Auditor and Management Disclosures and Notes for the quarterly results dated 31 Dec 2018

1. The above results were reviewed and recommended by the Audit Committee at the meeting held on January 17, 2019 and approved by the Board of Directors at their meeting held on January 18, 2019.

2. The financial results have been prepared in accordance with applicable Indian Accounting Standards as prescribed under Section 133 of the Companies Act, 2013 read with Rule 3 of the Companies (Indian Accounting Standards ) Rules 2015 and Amended Rules, 2016.

3. During the quarter ended December 31, 2018 pursuant to Employees Stock Option Plan 2005, 75,850 options were exercised, 24,200 option were lapsed from various Grants and 1,087,730 options were outstanding as on December 31, 2018 issued on various dates.

4. In view of the clarification issued by Ind AS Transition Facilitation Group, the Group has changed the classification for taxes on dividend received from subsidiaries from current taxes to Statement of Equity. Consequently, taxes amounting to INR 137 million, on dividend received during the nine month period ended December 31, 2018, have been recognized in the Statement of Equity. The previous year numbers have not been reclassified as the impact of the change is not material on the results for the year ended March 31, 2018.
The change, if recorded, in year ended March 31, 2018 and nine months ended December 31, 2017, it would have resulted in current tax to be lower and profit after tax to be higher by INR 96 million and both basic earnings per share and diluted earnings per share higher by Rs. 1.57.

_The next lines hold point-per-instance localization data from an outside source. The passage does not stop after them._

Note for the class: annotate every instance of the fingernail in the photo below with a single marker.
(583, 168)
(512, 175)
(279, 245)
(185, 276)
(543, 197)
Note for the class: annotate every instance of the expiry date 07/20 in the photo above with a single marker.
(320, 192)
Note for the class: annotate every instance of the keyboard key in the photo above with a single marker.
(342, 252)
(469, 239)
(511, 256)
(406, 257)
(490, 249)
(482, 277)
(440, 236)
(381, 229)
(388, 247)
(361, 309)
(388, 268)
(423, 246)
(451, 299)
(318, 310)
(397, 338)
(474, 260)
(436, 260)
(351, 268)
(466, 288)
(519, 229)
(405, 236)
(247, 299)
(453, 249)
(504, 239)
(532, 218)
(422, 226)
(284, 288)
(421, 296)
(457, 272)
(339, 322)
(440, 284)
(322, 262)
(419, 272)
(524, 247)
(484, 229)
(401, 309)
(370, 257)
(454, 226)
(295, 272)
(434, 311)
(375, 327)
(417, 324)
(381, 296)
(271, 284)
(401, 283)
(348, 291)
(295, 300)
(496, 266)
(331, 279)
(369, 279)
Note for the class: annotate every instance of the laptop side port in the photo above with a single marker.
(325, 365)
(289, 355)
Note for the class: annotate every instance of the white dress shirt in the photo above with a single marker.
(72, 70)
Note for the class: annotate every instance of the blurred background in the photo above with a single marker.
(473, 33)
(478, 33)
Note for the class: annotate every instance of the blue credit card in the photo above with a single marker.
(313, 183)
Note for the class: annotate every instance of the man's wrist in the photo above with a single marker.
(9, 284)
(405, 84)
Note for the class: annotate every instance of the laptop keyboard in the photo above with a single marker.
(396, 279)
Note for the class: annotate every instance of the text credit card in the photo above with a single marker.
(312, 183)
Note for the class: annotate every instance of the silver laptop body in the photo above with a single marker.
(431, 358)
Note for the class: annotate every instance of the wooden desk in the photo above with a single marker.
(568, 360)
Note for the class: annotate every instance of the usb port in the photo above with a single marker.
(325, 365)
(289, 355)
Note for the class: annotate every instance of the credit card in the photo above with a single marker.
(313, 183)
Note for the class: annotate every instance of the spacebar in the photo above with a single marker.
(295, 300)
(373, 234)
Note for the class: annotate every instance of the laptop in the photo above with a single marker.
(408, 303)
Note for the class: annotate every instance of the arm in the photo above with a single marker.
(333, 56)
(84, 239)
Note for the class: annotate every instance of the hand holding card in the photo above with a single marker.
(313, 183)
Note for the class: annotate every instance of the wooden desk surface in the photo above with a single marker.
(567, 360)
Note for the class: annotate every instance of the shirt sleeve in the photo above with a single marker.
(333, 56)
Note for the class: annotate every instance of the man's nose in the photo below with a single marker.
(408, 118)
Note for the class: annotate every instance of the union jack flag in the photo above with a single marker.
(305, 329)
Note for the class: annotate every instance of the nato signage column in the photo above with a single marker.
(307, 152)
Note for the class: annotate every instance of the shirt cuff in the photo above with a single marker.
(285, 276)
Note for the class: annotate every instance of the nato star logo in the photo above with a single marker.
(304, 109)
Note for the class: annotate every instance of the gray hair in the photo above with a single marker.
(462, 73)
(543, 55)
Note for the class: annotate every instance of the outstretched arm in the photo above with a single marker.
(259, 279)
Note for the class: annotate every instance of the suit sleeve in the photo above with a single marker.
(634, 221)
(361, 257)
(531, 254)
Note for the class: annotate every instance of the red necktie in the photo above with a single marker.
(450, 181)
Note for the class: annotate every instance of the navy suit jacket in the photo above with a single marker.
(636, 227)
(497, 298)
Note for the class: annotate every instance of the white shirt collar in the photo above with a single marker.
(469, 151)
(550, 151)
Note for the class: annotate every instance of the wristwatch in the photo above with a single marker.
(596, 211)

5. Ind AS 115 Revenue from Contracts with Customers, mandatory for reporting periods beginning on or after April 1, 2018, replaces existing revenue recognition requirements. Under the modified retrospective approach there were no significant adjustments required to the retained earnings at April 1, 2018. Also, the application of Ind AS 115 did not have any significant impact on recognition and measurement of revenue and related items in the financial results.

6. The Company, during the quarter, has changed estimates pertaining to retirement benefits resulting in reduction of liability amounting to Rs. 40 million (net of tax).

7. The National Company law Tribunal (NCLT) vide order dated November 12, 2018 read with order dated November 28, 2018 and Board of Directors of the Company in its meeting held on March 24, 2017, approved the amalgamation of PIPL Business Advisors and Investment Private Limited (PBIPL) and GSPL Advisory Services and Investment Private Limited ("GAIPL") with NIIT Technologies Ltd ("the Company or NTL") by way of and in accordance with a scheme of amalgamation as per the provision for Sections 230 to 232 and any other applicable provision of the Companies Act, 2013 ("Scheme") PBIPL and GAIPL held 3.55% each of share capital of NIIT Technologies Ltd and form part of promoter/promoter group of NIIT Technologies Ltd. On December 28, 2018, pursuant to the Scheme, the entire shareholding of PBIPL of 2,175,911 equity shares and GAIPL of 2,175,911 equity shares in the Company were cancelled and the equivalent shares of the Company were reissued to the shareholders of PBIPL and GAIPL. There is no change in the promoters shareholding in the Company.

Pursuant to NCLT order, the scheme become effective from the "appointed date" April 01, 2017. The management believes that the impact of amalgamation on these financial statements is immaterial and accordingly recorded the impact of amalgamation in the current quarter.